Induced Manipulation of Atomically Dispersed Cobalt through S Vacancy for Photocatalytic Water Splitting: Asymmetric Coordination and Dynamic Evolution.

It is still a challenge to construct single-atom level reduction and oxidation sites in single-component photocatalyst by manipulating coordination configuration for photocatalytic water splitting. Herein, the atomically dispersed asymmetric configuration of six-coordinated Co-S(2)O(4) (two exposed S atoms, two OH groups, and two Co─O─Zn bonds) suspending on ZnIn(2)S(4) nanosheets verified by combining experimental analysis with theoretical calculation, is applied into photocatalytic water splitting. The Co-S(2)O(4) site immobilized by Vs acts as oxidation sites to guide electrons transferring to neighboring independent S atom, achieving efficient separation of reduction and oxidation sites.
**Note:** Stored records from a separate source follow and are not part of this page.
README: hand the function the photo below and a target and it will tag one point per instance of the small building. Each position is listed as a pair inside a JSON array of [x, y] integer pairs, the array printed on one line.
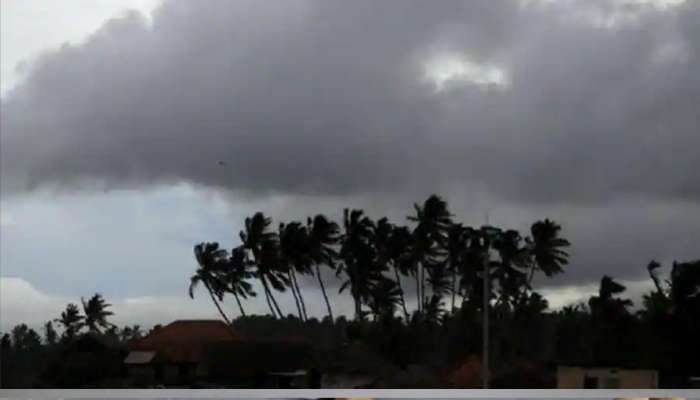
[[606, 378], [208, 353], [87, 361], [281, 363], [172, 355]]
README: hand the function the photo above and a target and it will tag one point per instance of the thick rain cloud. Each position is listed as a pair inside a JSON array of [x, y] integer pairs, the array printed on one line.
[[330, 98], [586, 112]]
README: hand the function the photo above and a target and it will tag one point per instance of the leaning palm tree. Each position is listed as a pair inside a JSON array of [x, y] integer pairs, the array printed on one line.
[[456, 249], [432, 220], [546, 248], [323, 236], [357, 253], [71, 320], [513, 256], [264, 247], [96, 313], [210, 259], [392, 244], [294, 256], [237, 275], [384, 297]]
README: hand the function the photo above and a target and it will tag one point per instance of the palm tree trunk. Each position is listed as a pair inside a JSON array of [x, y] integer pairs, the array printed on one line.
[[403, 301], [416, 275], [323, 290], [274, 302], [240, 306], [454, 289], [267, 295], [422, 285], [294, 293], [216, 303], [301, 298]]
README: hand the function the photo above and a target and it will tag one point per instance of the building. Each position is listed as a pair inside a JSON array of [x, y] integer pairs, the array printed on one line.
[[208, 353], [172, 355], [606, 378]]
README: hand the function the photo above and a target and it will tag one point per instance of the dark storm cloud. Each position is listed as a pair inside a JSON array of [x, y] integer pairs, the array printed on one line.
[[326, 102], [328, 98]]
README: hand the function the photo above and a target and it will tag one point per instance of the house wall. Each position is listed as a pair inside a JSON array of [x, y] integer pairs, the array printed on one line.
[[143, 373], [573, 377]]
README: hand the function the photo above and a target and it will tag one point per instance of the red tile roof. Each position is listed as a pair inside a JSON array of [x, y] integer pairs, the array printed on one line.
[[184, 340]]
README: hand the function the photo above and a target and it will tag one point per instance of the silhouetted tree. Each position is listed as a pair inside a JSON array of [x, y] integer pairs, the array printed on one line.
[[96, 313], [211, 260], [264, 247], [50, 334], [71, 321]]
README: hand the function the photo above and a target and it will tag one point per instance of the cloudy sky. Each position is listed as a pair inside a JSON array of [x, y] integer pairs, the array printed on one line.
[[115, 115]]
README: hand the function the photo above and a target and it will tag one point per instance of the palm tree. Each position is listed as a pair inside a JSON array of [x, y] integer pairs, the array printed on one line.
[[71, 320], [393, 248], [294, 253], [546, 248], [456, 249], [264, 246], [96, 313], [513, 256], [607, 306], [357, 252], [429, 237], [384, 297], [323, 236], [237, 275], [211, 260]]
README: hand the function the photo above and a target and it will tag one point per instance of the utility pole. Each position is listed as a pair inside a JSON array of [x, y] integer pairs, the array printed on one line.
[[485, 312], [488, 233]]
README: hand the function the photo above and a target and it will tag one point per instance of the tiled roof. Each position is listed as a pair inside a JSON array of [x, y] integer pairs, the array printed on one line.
[[184, 340]]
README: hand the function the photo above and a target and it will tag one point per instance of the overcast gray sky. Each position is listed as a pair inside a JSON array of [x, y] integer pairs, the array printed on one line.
[[114, 123]]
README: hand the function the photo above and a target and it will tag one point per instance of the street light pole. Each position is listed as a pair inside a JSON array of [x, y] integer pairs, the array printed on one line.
[[488, 234], [485, 312]]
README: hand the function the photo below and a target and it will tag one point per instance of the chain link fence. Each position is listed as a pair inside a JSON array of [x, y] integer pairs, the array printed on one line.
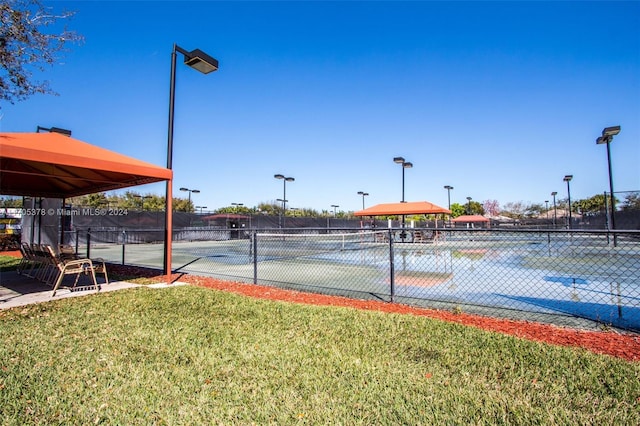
[[575, 278]]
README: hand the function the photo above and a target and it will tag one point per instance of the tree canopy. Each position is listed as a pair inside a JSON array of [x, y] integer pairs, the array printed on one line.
[[27, 45]]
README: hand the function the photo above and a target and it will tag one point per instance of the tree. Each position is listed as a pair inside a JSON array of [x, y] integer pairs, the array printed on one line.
[[26, 47], [595, 204], [457, 210], [631, 201], [11, 202], [515, 210], [492, 207]]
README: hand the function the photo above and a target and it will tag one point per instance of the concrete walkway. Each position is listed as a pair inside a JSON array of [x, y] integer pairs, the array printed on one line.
[[20, 290]]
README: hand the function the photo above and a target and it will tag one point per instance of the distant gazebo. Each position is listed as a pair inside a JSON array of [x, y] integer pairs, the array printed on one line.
[[472, 221]]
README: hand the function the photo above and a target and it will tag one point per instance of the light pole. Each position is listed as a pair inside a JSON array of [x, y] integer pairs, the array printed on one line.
[[567, 179], [607, 137], [546, 207], [195, 191], [364, 194], [284, 194], [449, 188], [204, 63], [405, 165], [555, 210]]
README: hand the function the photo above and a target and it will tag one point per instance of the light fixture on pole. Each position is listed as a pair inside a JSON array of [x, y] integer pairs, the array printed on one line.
[[405, 165], [204, 63], [546, 207], [195, 191], [607, 137], [364, 194], [567, 179], [555, 209], [449, 188], [54, 130], [284, 192]]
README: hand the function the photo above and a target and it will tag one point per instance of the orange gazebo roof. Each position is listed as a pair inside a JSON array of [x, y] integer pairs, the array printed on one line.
[[413, 207]]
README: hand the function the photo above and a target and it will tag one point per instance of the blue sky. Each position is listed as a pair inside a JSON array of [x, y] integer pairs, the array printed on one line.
[[498, 99]]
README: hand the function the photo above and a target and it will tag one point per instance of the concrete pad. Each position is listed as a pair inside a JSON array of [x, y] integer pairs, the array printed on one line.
[[20, 290]]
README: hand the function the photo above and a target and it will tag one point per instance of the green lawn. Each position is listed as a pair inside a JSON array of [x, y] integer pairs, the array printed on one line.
[[188, 355]]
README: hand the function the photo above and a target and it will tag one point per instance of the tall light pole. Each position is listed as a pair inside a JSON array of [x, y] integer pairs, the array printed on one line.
[[567, 179], [555, 210], [284, 194], [449, 188], [364, 194], [546, 206], [195, 191], [607, 137], [204, 63], [405, 165]]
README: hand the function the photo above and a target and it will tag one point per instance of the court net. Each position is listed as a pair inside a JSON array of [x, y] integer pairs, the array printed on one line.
[[276, 244]]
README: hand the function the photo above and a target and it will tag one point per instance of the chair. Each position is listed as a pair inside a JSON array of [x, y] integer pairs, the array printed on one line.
[[74, 266]]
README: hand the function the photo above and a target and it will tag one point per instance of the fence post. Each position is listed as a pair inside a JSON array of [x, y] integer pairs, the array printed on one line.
[[392, 274], [88, 243], [254, 241]]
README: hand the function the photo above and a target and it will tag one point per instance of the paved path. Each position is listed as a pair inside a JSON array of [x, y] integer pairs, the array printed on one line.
[[20, 290]]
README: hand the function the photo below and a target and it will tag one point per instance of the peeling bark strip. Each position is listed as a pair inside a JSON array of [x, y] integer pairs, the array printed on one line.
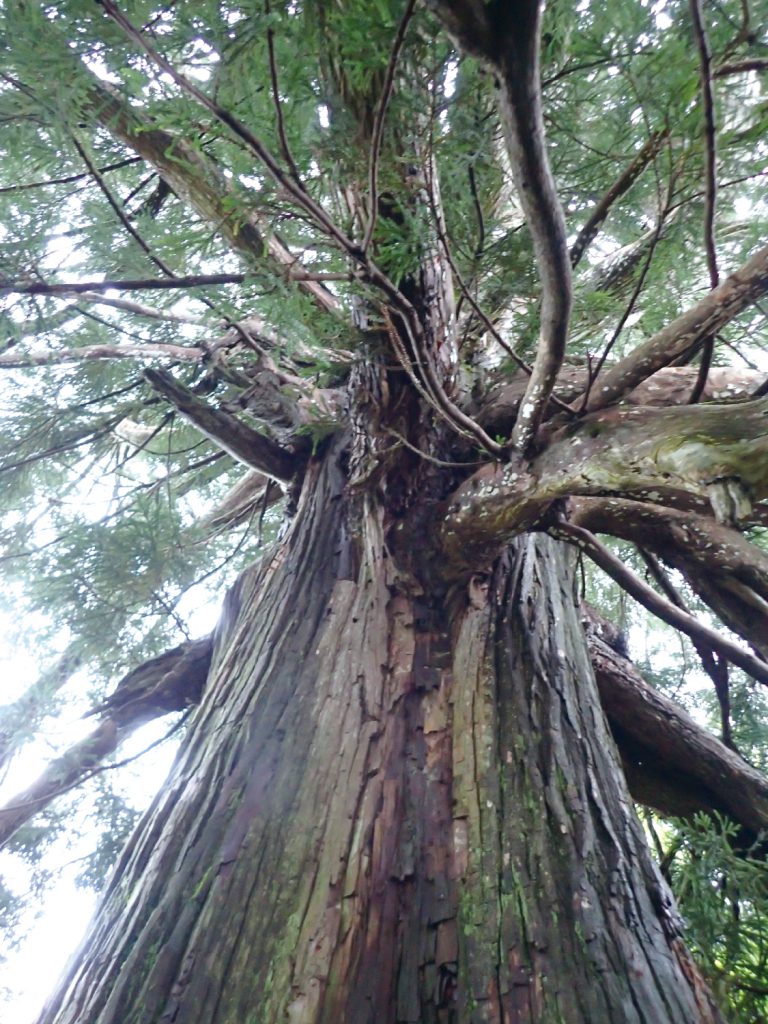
[[528, 748]]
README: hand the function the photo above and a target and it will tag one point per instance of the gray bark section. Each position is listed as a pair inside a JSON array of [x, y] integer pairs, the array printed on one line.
[[353, 834], [564, 916]]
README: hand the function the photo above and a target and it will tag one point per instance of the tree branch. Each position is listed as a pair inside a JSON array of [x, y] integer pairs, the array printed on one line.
[[54, 357], [378, 129], [681, 337], [170, 682], [672, 764], [659, 606], [507, 40], [622, 185], [721, 565], [230, 434], [22, 287]]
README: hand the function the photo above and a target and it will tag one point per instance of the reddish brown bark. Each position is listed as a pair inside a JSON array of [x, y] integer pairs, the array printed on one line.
[[377, 818]]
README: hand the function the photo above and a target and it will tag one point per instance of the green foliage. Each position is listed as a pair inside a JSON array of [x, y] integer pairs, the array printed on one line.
[[104, 493], [722, 893]]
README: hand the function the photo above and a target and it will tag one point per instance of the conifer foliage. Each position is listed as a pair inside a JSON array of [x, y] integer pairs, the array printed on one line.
[[427, 338]]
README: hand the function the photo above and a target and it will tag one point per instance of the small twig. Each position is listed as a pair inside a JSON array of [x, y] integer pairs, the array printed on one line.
[[378, 129], [285, 147], [593, 375], [286, 180], [623, 183], [715, 666], [430, 458], [98, 178], [22, 287], [708, 101], [711, 185], [68, 178], [656, 604], [739, 67]]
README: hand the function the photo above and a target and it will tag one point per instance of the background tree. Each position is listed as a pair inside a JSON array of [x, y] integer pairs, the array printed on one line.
[[446, 290]]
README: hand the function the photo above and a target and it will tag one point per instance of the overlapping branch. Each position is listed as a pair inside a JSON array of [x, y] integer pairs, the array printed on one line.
[[653, 602], [684, 334], [671, 763], [226, 431], [170, 682], [507, 40]]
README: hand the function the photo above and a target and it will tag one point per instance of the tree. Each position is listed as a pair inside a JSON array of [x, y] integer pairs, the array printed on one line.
[[459, 285]]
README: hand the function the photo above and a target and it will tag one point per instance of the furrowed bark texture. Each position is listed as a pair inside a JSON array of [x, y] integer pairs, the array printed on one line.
[[379, 819], [557, 878]]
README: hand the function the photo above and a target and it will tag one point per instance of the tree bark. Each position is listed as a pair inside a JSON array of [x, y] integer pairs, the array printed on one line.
[[386, 813]]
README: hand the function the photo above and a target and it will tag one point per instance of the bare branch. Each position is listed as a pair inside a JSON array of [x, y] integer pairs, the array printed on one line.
[[378, 129], [508, 41], [153, 312], [294, 188], [170, 682], [622, 185], [711, 182], [229, 433], [57, 356], [119, 212], [740, 67], [67, 178], [683, 335], [22, 287], [672, 763], [285, 147], [646, 596]]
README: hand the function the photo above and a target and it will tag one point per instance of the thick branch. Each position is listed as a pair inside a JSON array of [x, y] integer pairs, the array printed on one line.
[[230, 434], [681, 337], [171, 682], [671, 386], [728, 572], [507, 39], [673, 764]]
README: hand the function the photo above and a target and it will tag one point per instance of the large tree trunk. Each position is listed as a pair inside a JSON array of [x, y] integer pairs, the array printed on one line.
[[381, 815]]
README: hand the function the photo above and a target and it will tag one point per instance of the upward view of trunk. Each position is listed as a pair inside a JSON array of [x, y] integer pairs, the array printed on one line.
[[393, 806]]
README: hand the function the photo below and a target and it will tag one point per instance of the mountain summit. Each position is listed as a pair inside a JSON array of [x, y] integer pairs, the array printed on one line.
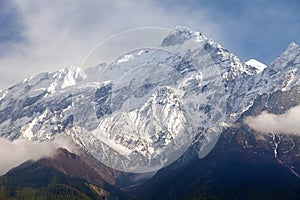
[[142, 111]]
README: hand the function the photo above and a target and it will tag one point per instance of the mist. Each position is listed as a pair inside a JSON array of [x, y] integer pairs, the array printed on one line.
[[287, 123], [13, 153]]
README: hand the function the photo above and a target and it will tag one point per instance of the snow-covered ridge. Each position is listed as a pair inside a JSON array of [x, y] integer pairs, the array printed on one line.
[[257, 64], [142, 110]]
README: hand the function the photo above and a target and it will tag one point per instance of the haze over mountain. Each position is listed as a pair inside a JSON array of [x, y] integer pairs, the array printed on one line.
[[160, 109]]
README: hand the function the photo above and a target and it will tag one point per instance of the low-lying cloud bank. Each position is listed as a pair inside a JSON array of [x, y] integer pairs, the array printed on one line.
[[287, 123], [13, 153]]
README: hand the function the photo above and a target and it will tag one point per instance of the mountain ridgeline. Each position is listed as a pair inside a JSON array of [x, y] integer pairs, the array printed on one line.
[[158, 123]]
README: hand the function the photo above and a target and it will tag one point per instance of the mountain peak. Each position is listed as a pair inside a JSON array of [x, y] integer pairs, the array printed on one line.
[[259, 66]]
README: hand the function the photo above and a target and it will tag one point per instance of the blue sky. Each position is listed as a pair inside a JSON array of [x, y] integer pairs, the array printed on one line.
[[38, 36]]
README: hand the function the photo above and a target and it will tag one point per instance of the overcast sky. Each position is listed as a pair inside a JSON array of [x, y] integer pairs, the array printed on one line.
[[47, 35]]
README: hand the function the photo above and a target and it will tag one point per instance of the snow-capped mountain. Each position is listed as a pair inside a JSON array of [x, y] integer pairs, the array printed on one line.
[[143, 110], [257, 64]]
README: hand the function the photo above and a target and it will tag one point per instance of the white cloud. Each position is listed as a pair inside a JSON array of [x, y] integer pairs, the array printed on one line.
[[60, 33], [13, 153], [287, 123]]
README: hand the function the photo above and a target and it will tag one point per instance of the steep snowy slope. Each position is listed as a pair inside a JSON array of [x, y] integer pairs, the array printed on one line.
[[143, 110]]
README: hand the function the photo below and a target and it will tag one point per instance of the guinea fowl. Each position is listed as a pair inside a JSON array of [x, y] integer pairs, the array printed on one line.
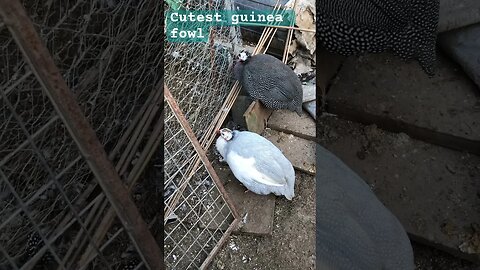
[[257, 163], [269, 80], [407, 28]]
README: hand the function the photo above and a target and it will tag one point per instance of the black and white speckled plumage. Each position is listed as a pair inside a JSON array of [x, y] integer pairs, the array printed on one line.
[[269, 80], [405, 27]]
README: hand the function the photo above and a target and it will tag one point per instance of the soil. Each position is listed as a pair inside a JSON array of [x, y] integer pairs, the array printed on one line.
[[291, 246], [292, 243]]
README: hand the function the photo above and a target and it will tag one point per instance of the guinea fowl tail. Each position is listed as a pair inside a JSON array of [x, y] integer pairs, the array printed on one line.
[[418, 39]]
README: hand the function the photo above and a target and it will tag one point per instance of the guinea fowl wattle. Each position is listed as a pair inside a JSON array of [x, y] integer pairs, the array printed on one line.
[[407, 28], [269, 80], [257, 163]]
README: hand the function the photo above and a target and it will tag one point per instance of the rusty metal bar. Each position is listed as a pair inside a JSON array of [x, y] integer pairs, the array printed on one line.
[[201, 152], [62, 98]]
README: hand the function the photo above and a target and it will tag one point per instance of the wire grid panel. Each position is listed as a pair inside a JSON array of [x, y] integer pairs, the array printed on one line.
[[46, 188], [199, 75], [197, 216]]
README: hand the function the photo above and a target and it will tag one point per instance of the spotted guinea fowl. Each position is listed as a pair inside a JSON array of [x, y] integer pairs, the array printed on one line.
[[406, 27], [258, 164], [269, 80]]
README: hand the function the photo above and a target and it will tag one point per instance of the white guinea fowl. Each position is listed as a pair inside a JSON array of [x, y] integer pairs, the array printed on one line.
[[257, 163]]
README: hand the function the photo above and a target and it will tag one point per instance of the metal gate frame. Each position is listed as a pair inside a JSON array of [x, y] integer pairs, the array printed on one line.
[[201, 154]]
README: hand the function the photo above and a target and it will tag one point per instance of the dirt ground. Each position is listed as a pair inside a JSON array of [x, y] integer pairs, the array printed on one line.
[[292, 243]]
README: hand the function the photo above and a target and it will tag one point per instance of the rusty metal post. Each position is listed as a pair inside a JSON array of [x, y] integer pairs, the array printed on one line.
[[62, 98]]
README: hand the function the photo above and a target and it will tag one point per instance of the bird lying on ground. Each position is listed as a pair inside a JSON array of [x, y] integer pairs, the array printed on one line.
[[257, 163], [406, 27], [269, 80]]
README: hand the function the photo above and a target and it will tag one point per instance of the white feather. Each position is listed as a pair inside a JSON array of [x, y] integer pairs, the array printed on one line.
[[249, 171]]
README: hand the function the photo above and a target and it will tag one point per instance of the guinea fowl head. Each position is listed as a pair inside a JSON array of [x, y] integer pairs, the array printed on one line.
[[226, 134], [243, 58]]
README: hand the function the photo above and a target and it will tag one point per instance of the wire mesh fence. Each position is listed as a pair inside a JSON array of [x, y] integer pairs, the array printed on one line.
[[198, 217], [52, 212], [199, 74], [198, 213]]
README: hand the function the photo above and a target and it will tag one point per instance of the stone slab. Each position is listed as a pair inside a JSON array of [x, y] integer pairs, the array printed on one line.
[[433, 191], [400, 97], [300, 152], [256, 117], [289, 122]]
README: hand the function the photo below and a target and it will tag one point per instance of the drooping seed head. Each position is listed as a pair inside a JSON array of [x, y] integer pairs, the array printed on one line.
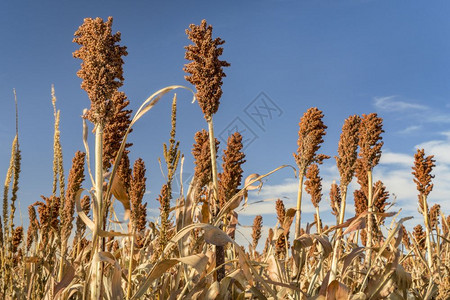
[[370, 143], [310, 136], [420, 236], [137, 191], [313, 184], [405, 238], [347, 149], [422, 174], [101, 69], [115, 128], [256, 231], [17, 238], [381, 195], [281, 211], [76, 177], [202, 158], [206, 68], [435, 210], [335, 199], [231, 176]]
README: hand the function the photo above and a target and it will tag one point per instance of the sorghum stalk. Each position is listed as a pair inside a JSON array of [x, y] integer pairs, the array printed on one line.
[[422, 172], [206, 71], [310, 136], [346, 162], [370, 152], [97, 280], [102, 75]]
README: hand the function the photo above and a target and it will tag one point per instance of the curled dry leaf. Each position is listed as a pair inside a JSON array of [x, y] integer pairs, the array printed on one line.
[[120, 193], [337, 291], [217, 237], [65, 281], [288, 219]]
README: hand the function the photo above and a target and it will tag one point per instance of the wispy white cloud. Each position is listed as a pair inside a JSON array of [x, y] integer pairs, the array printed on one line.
[[393, 103], [391, 158], [410, 129], [439, 148]]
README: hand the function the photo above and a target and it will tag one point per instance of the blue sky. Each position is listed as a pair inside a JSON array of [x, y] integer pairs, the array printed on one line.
[[345, 57]]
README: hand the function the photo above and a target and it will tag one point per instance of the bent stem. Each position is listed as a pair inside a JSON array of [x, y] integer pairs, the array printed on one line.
[[96, 282], [369, 218], [299, 206], [130, 267], [427, 230], [220, 251], [338, 236]]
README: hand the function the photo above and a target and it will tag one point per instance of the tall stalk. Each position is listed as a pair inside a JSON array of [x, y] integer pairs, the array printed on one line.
[[337, 245], [369, 218], [96, 281], [298, 214], [426, 220]]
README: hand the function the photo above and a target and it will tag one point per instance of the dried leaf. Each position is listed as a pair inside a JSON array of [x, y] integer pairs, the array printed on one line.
[[65, 281], [213, 290], [337, 291], [245, 268], [120, 193], [217, 237], [288, 219]]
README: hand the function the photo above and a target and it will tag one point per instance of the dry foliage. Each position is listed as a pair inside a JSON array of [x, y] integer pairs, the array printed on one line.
[[191, 252]]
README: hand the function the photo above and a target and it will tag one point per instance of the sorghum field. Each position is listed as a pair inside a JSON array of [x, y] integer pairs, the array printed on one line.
[[76, 247]]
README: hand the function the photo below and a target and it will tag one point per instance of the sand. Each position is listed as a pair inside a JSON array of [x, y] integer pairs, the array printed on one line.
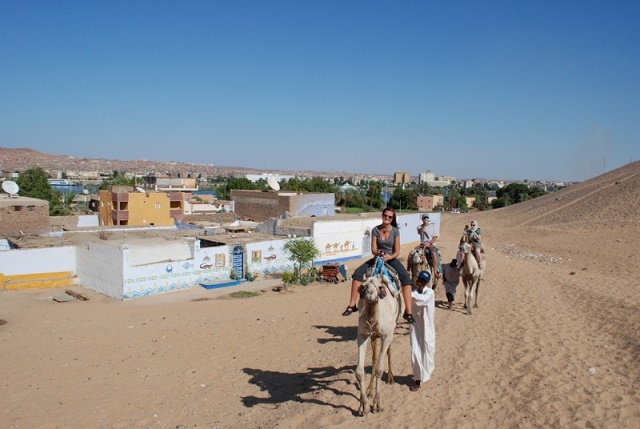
[[554, 342]]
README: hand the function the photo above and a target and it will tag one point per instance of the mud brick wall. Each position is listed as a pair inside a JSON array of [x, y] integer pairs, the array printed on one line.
[[257, 205], [17, 220]]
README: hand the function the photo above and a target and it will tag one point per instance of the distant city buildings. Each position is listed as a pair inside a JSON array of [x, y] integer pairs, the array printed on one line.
[[401, 178]]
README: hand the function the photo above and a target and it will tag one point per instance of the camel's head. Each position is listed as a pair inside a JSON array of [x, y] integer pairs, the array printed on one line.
[[371, 288]]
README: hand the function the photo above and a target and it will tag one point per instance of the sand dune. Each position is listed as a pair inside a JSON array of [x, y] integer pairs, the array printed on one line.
[[554, 343]]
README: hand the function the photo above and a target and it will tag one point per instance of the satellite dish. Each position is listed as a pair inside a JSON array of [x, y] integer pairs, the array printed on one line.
[[10, 187], [273, 183]]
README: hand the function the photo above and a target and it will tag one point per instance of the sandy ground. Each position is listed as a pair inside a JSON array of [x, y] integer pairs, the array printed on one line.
[[554, 342]]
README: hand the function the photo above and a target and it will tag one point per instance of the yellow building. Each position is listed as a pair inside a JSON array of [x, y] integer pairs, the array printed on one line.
[[400, 177], [120, 206]]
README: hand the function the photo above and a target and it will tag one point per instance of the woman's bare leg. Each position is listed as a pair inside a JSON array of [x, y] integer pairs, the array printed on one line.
[[355, 285], [406, 295]]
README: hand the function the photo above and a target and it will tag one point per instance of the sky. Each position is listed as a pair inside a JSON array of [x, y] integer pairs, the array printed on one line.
[[511, 90]]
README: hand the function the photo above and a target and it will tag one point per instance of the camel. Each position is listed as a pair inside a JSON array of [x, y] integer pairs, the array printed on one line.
[[377, 322], [471, 276]]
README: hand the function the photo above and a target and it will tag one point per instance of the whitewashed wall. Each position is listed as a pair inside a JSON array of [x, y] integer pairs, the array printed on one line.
[[182, 271], [35, 261], [268, 257], [340, 241]]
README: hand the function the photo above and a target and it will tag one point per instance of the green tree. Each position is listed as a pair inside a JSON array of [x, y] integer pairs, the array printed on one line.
[[303, 251], [401, 199], [34, 183]]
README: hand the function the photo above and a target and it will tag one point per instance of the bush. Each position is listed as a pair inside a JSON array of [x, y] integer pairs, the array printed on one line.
[[287, 277]]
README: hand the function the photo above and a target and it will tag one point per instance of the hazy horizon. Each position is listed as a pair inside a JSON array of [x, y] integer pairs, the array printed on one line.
[[541, 91]]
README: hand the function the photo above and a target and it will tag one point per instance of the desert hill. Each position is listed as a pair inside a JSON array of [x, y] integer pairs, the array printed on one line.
[[612, 199]]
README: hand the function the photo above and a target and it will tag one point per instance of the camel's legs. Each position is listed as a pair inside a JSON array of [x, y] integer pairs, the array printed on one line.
[[375, 349], [469, 291], [389, 371], [386, 342], [362, 349]]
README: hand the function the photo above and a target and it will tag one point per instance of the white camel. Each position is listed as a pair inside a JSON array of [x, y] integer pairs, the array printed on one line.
[[377, 322], [471, 276]]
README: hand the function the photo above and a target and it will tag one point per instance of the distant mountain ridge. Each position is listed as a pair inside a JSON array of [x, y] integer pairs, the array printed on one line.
[[20, 159]]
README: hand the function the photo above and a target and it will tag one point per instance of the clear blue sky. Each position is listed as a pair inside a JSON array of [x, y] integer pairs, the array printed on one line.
[[538, 90]]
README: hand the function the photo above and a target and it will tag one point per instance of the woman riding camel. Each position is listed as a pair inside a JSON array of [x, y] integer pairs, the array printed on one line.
[[474, 237], [428, 238], [385, 242]]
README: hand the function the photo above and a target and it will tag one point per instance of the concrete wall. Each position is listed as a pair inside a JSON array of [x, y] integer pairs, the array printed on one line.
[[268, 257], [37, 268], [100, 268], [181, 272]]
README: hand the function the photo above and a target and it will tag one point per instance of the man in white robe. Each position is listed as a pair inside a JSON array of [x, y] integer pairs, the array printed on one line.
[[423, 332]]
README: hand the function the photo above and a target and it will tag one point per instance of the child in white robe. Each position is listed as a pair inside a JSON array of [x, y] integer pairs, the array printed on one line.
[[423, 332]]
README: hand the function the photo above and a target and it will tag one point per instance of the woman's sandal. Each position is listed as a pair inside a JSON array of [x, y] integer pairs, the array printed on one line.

It is worth mentioning that stabilized Co-S(2)O(4) configuration show dynamic structure evolution to highly active Co-S(1)O(4) configuration (one exposed S atom, one OH group, and three Co─O─Zn bonds) in reaction, which lowers energy barrier of transition state for H(2)O activization. Ultimately, the optimized photocatalyst exhibits excellent photocatalytic activity for water splitting (H(2): 80.13 µmol g(-1) h(-1), O(2): 37.81 µmol g(-1) h(-1)) and outstanding stability than that of multicomponent photocatalysts due to dynamic and reversible evolution between stable Co-S(2)O(4) configuration and active Co-S(1)O(4) configuration. This work demonstrates new cognitions on immobilized strategy through vacancy inducing, manipulating coordination configuration, and dynamic evolution mechanism of single-atom level catalytic site in photocatalytic water splitting.